По ее взгляду видно, что она поняла. Поднимаюсь со стула, церемонно целую ей руку и иду своей слоновьей походкой по подсохшей грязи улиц к автобусу на Констанцу.

Мой звонок застает полковника Думитреску на оперативке, и мне стоит немалого труда убедить секретаршу, чтобы она позвала его к телефону. Но в голосе полковника, когда он берет трубку, нет и тени упрека. Напротив, он необыкновенно весел.

— А я тебя как раз собирался искать, — говорит он. — Сегодня утром пришел приказ: наградить твою группу за то дело с наркотиками. Осталось только мне подмахнуть — и вывесим. Поздравляю.

Я благодарю и после паузы коротко излагаю свою просьбу. Не нужно богатого воображения, чтобы представить, в какое настроение я его привожу. По-моему, даже трубка в его руке насупилась.

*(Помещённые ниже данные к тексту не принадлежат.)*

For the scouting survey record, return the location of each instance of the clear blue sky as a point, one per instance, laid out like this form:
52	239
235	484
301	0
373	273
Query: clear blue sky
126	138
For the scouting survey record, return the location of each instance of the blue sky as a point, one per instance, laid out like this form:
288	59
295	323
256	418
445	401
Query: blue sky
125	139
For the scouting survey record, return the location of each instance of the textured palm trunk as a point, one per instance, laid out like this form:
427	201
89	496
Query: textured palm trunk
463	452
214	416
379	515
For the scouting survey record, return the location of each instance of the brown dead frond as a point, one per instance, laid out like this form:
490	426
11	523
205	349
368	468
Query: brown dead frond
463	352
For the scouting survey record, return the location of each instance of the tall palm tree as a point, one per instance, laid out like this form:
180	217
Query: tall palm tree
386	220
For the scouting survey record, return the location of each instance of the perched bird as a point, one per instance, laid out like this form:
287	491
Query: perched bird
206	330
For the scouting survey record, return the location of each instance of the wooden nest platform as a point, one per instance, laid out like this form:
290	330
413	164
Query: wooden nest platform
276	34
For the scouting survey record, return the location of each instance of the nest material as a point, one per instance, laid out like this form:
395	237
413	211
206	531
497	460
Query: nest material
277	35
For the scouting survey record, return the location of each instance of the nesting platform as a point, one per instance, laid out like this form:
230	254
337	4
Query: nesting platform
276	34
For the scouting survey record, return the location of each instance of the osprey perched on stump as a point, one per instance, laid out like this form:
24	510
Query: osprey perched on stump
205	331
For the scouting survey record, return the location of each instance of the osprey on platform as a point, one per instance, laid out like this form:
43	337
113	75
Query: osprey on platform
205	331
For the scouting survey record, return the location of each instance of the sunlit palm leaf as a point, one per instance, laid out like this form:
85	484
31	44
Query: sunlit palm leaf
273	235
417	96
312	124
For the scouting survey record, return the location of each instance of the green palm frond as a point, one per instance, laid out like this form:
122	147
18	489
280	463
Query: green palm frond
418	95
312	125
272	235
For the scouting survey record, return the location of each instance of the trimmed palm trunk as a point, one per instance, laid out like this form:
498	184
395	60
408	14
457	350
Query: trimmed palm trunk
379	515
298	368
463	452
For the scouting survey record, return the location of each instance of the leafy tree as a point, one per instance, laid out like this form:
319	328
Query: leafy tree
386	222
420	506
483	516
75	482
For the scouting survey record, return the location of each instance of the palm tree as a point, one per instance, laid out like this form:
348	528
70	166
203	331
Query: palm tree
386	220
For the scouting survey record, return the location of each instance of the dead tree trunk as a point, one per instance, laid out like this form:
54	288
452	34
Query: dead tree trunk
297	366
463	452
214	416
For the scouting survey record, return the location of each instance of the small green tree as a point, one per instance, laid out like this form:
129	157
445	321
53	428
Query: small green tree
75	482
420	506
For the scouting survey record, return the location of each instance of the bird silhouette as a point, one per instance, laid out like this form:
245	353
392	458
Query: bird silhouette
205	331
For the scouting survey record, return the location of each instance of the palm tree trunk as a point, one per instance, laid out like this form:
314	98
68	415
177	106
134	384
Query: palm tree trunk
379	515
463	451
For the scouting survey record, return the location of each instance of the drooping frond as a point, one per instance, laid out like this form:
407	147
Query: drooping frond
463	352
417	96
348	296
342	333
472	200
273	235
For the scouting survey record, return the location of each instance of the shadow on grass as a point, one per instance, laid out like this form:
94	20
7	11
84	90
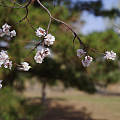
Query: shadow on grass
57	111
53	110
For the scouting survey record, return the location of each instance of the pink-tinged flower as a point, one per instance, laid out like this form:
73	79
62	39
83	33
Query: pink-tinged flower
49	40
110	55
3	57
80	52
6	29
87	61
13	33
8	64
1	33
40	32
24	66
41	54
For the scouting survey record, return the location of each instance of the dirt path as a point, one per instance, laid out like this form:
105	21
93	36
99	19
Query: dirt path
76	105
60	111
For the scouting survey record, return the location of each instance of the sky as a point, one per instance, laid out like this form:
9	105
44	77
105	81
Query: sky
93	23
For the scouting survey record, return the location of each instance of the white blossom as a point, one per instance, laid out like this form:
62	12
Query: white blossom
6	31
40	32
41	54
49	39
80	52
87	61
13	33
8	64
24	66
110	55
1	84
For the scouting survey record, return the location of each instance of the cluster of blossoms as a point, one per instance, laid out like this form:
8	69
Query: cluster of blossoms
5	31
110	55
24	66
4	60
48	40
87	60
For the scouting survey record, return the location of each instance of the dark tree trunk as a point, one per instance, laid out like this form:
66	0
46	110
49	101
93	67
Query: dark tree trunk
44	84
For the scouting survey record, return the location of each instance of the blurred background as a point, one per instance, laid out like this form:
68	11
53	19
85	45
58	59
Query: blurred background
61	88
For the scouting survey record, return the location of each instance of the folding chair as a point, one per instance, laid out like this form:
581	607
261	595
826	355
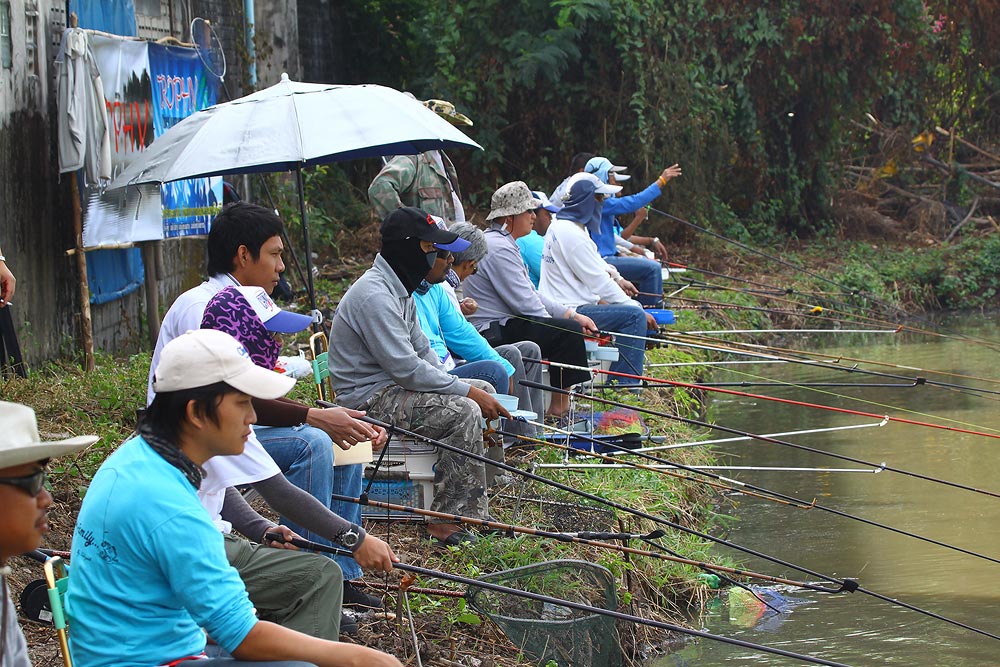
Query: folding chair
319	350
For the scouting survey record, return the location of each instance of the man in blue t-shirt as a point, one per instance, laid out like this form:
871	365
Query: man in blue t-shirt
149	568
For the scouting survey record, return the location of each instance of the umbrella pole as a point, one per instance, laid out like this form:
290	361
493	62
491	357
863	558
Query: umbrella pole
305	236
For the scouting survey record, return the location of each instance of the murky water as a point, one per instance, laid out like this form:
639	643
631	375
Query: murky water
858	629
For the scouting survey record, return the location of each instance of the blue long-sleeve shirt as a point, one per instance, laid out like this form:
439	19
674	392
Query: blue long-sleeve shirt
614	206
149	568
448	330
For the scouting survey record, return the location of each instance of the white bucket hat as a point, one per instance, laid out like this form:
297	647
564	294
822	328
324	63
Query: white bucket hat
206	356
20	442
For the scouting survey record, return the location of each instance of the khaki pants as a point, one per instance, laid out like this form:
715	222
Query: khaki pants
301	591
459	481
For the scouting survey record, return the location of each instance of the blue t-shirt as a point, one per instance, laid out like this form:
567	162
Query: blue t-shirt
447	329
615	206
531	253
149	569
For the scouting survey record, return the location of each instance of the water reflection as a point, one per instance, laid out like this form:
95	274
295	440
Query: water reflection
855	628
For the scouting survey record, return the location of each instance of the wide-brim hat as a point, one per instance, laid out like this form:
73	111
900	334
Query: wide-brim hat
409	222
20	442
512	199
447	111
205	357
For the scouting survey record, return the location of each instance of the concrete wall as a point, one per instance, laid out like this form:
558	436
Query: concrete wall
35	212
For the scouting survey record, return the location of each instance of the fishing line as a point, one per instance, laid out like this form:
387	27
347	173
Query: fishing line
763	438
788	401
315	546
791	501
846	584
764	352
593	541
798	357
769	435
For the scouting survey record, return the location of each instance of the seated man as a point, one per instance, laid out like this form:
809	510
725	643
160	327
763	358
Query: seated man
531	244
24	504
244	248
250	316
381	362
514	350
645	273
150	576
513	308
574	275
449	332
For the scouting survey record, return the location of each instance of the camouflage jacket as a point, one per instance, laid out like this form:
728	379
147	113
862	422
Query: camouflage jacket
415	180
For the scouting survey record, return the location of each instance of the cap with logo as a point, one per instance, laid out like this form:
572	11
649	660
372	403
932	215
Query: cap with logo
204	357
408	222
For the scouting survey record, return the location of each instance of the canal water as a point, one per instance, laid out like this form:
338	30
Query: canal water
858	629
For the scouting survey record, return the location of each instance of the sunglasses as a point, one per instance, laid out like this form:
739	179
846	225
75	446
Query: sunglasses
30	484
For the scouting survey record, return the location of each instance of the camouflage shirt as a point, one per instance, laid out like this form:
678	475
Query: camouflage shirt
415	180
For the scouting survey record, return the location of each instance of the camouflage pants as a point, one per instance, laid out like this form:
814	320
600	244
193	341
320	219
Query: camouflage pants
459	481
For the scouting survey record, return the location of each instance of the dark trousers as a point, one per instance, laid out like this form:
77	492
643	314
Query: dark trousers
560	341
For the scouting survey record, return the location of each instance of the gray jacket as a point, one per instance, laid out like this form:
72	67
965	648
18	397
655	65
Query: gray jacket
376	341
502	288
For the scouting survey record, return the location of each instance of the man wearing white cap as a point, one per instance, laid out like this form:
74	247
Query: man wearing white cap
24	504
150	575
645	273
244	249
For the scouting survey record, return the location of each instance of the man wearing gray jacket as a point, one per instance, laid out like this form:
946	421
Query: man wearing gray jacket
380	361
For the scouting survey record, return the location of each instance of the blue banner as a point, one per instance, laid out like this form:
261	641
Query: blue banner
181	86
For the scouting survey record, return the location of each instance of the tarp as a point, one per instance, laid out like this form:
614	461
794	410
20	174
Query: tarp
114	16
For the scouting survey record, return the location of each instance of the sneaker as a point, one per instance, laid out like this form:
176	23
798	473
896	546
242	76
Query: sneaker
348	626
355	598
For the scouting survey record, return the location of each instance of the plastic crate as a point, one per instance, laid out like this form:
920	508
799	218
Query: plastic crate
417	493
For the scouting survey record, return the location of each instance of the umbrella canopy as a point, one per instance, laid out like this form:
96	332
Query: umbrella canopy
289	126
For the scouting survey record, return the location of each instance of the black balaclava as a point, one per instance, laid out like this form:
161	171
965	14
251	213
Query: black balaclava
408	261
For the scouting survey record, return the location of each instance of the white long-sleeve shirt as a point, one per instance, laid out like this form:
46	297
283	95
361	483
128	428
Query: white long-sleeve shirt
573	273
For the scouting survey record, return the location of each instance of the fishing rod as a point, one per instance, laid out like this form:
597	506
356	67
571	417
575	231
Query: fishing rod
839	357
717	441
664	468
763	438
775	399
791	500
679	338
588	539
577	606
662	521
784	331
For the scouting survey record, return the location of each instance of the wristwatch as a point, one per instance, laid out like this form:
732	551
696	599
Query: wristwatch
350	538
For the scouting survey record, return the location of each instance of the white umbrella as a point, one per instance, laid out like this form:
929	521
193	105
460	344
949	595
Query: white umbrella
289	126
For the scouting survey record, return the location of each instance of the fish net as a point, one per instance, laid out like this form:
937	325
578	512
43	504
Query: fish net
547	632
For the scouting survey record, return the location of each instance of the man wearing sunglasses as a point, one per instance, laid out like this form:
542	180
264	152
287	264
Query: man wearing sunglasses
24	505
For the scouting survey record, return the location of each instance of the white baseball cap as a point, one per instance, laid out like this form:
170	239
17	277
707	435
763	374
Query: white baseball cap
274	318
206	356
20	442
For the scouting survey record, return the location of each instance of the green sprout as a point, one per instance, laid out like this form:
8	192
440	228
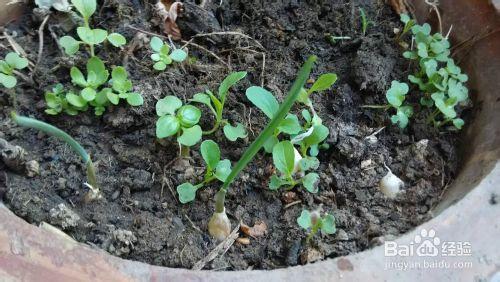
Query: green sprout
176	119
94	192
8	68
365	22
216	169
88	35
290	163
216	106
219	225
162	56
97	75
313	222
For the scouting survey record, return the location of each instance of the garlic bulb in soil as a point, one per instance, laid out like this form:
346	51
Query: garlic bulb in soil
390	185
219	225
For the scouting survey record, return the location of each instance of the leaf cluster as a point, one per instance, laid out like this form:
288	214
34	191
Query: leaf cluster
71	103
216	169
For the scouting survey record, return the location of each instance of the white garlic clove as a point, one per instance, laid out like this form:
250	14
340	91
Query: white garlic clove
219	225
390	185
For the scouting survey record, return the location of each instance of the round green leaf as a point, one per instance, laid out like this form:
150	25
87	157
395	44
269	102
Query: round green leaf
178	55
284	157
186	192
223	170
168	105
70	45
88	94
189	115
304	220
310	182
167	126
233	133
135	99
211	153
117	39
156	43
190	136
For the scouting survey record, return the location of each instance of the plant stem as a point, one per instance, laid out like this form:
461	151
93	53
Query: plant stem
56	132
266	133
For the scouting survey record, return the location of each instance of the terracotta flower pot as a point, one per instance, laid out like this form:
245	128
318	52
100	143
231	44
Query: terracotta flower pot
468	215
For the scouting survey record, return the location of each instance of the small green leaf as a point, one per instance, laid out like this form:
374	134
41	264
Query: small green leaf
458	123
135	99
117	39
156	43
160	66
290	125
223	170
264	100
88	94
229	81
275	183
77	77
284	157
76	100
304	220
15	61
233	133
186	192
168	105
70	45
211	153
178	55
188	115
324	82
190	136
310	182
328	224
85	7
8	81
91	36
167	126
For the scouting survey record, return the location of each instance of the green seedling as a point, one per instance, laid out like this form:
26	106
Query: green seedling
94	192
219	225
216	106
313	222
88	35
97	75
438	77
216	169
290	164
8	68
162	57
365	22
179	120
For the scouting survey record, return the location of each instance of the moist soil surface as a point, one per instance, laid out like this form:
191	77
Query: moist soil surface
140	218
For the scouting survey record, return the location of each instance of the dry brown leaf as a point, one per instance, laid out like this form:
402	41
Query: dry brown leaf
259	229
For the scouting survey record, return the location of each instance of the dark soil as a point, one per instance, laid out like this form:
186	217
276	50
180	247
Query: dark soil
140	217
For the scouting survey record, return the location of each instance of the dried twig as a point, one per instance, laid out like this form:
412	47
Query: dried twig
220	250
40	42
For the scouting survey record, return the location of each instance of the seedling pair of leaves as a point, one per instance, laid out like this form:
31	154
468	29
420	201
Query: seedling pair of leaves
290	165
216	106
312	222
216	169
12	62
97	75
162	57
88	35
438	77
176	119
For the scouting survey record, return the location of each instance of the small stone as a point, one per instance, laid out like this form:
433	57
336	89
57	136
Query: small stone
32	168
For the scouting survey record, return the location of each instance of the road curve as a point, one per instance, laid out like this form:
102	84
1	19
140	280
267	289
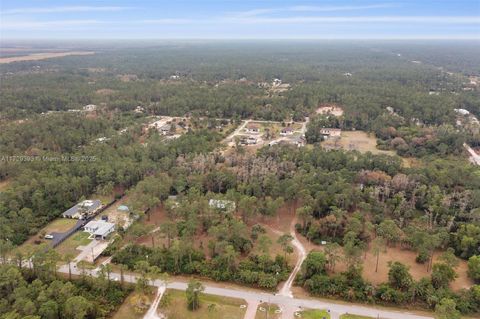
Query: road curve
284	302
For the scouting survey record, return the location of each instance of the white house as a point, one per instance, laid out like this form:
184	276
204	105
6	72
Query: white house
286	131
252	128
330	132
83	209
249	140
165	129
99	229
221	204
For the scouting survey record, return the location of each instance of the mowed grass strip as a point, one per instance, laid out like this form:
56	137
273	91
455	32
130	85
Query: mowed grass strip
211	307
59	225
315	314
127	309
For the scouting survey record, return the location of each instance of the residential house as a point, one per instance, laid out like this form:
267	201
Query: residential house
99	229
252	128
165	129
248	140
83	209
330	132
222	204
286	131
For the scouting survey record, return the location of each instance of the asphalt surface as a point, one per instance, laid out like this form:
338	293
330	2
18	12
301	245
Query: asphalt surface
288	304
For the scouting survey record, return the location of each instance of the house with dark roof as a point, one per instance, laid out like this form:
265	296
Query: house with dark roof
252	128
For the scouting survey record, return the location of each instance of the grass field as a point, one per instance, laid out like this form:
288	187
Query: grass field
69	246
211	307
127	311
4	185
58	225
354	317
271	314
356	140
315	314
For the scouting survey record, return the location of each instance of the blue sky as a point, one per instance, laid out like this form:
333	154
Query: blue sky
229	19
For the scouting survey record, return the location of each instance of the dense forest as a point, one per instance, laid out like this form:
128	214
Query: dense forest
53	154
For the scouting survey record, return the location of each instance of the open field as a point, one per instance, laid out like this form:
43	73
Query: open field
329	108
315	314
121	219
4	185
211	307
58	225
272	314
42	56
404	256
127	310
355	140
70	245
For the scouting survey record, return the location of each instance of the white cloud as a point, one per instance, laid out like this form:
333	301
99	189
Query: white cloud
358	19
167	21
29	25
342	8
64	9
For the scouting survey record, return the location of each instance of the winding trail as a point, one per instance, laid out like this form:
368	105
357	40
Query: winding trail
474	157
286	289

— Безответственное решение, — рявкает он. — Что за манера работать в одиночку, не понимаю!

— Это трудно объяснить по телефону, товарищ полковник. Скорее, из личных соображений. Вы же мне доверяете, правда? И в конце концов, я в законном отпуске.

— Что да, то да. Дело хозяйское. Только знаешь что? Поскольку ты все равно в законном отпуске, я подожду подписывать приказ до твоего выхода на работу. А частным, то есть абсолютно частным, порядком желаю тебе успеха.

Глава II. Как рисовать «ню»

Внезапно вернулась жара. В сентябре на море почти всегда хорошая погода, но такое пекло вне программы — следствие позавчерашней бури. К тому же я по собственной воле втиснул себя в наш благословенный общественный транспорт, где мне предстоит трястись около часу. Я снял пиджак — черт меня дернул его надеть! — держу под мышкой, а другой рукой уцепился за металлическую перекладину и покачиваюсь взад и вперед, к вполне понятному отчаянию своего непосредственного окружения.